All in all, the installation wasn’t a walk in the park, but it wasn’t too bad either.

Git-ting The Project

As I mentioned, the code I’m working on is an inner module for a larger piece of code. I toyed with the idea of trying to git the whole thing, but making the svn:externals definition work out seemed like it would be complicated at best. So, for now, I removed the externals definition on my local copy and checked out the inner module directly. (I’d be interested to hear about other ways to handle this.)

To do the checkout, I first prepared a directory:

git-svn init -s http://url.of.the/subversion/repository

(The -s means “stdlayout” — the svn repository has a normal trunk/branches/tags layout.
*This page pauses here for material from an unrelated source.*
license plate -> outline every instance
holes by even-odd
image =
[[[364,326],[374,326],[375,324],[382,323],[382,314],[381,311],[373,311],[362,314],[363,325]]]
The docs have more info on the different options).

Then to actually grab the repository:

git-svn fetch

Git stores the entire project history along with each repository (see the git tutorial if you want to know more about git), so the fetch can take a long time. This step took about 6 hours to get the ~12k revisions in my project.
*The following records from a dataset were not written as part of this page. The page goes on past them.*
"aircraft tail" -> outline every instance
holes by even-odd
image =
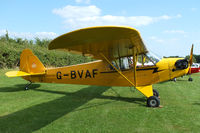
[[[30,49],[24,49],[20,56],[19,71],[10,71],[6,73],[8,77],[43,75],[45,67]]]

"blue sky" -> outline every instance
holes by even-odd
[[[55,38],[100,25],[140,31],[148,49],[160,56],[200,54],[198,0],[2,0],[0,35]]]

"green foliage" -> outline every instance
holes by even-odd
[[[29,48],[45,66],[60,67],[92,61],[89,57],[74,55],[64,51],[48,50],[51,40],[27,40],[9,38],[8,33],[0,37],[0,68],[15,68],[19,66],[20,54]]]

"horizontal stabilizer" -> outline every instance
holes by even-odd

If you don’t care about having the whole history, you can tell git to use any revision number as a starting point:

git-svn fetch -rREVISION

Using It

At this point, I could start using normal git commands to manipulate my local repository. To try it out, I created a local branch to do some work in:

rdickerson@rdickerson $> git branch -a     
* master
 
rdickerson@rdickerson$> git checkout -b aa_cache_fix
Switched to a new branch "aa_cache_fix"
 
rdickerson@rdickerson $> git branch -a
* aa_cache_fix
  master

(Again, see the git tutorial if you’re confused).

I made the changes I needed and committed back into the task branch:

rdickerson@rdickerson $> git commit -a

At this point I needed to merge back into the master, but I wanted to consolidate all the incremental changes I had made in the task branch into one big commit I could pass back to subversion. To bundle all of my branch commits together, I used the --squash merge option and made the large single commit to the master branch:

rdickerson@rdickerson $> git checkout master
rdickerson@rdickerson $> git merge aa_cache_fix --squash
rdickerson@rdickerson $> git commit -a -m "Fixed AA Cache"
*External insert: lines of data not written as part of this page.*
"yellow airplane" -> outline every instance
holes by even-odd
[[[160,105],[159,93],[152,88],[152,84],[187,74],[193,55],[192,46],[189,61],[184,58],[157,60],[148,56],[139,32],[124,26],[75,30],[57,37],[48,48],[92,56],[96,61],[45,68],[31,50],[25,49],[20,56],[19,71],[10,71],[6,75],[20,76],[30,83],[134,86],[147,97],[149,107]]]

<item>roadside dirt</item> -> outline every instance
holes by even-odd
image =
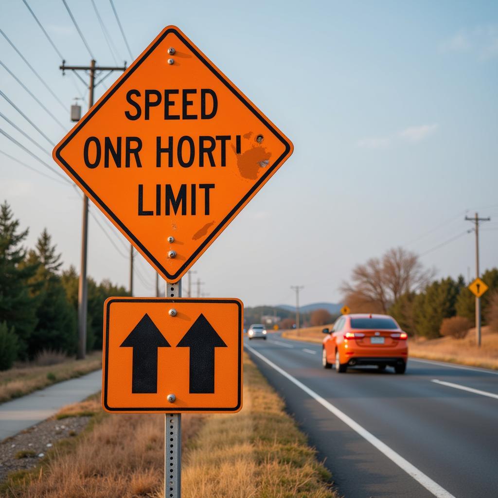
[[[0,442],[0,483],[10,472],[35,467],[56,441],[77,435],[91,418],[49,419],[4,439]]]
Then I made sure my project was up-to-date and pushed the changes back out to subversion (the lines = redaction):

rdickerson@rdickerson $> git-svn rebase
Current branch master is up to date.
 
rdickerson@rdickerson $> git-svn dcommit
Committing to --------------- ...
Authentication realm: ------------------
Password for '---------': 
        M       ------- File #1
        M       ------- File #2
Committed r12457
        M       ------- File #1
        M       ------- File #2
r12457 = 09121633e5ca898cc96cd4f2264c987c7f29fc0f (git-svn)
No changes between current HEAD and refs/remotes/git-svn
Resetting to the latest refs/remotes/git-svn

And my commit shows up in both the git and subversion logs. Hooray!

Idea Integration

There are a couple Idea git plugins available, but none of them seem 100% perfect. I went with git4idea, which seems to be the standard.

Idea lets you specify version control systems on a per-directory level, so using git for my inner module and svn for everything else was no problem:

vcs2

The plugin has a nice, simple interface for switching branches:

git_checkout_idea1

Similar things exist for merging, stashing, pushing, pulling, etc.

I did run into some issues after I created a new file, added it to git, then renamed it — everything looked great through the console, but Idea’s file statuses were messed up, even after using the “Synchronize” and “Refresh” commands. I had to reopen the project to get things right again.

Another minor thing is that the commit dialog has no indication of what branch you’re in, so it would be pretty easy to accidentally commit to the wrong branch.

Impressions

So far, using git locally has been great. I can:

  • Create, switch, and merge branches quickly and easily
  • Perform basic git operations from Idea
  • Make commits and view project history even if I’m working offline or the subversion server is down. (Which admittedly happens rarely).

Keep in mind it’s only been two days, so who knows how I’ll feel after using it for a while. So far, though, I’ve learned a lot about git and set myself up with a swank local VCS in the process, so I’m going to say it was worth the effort.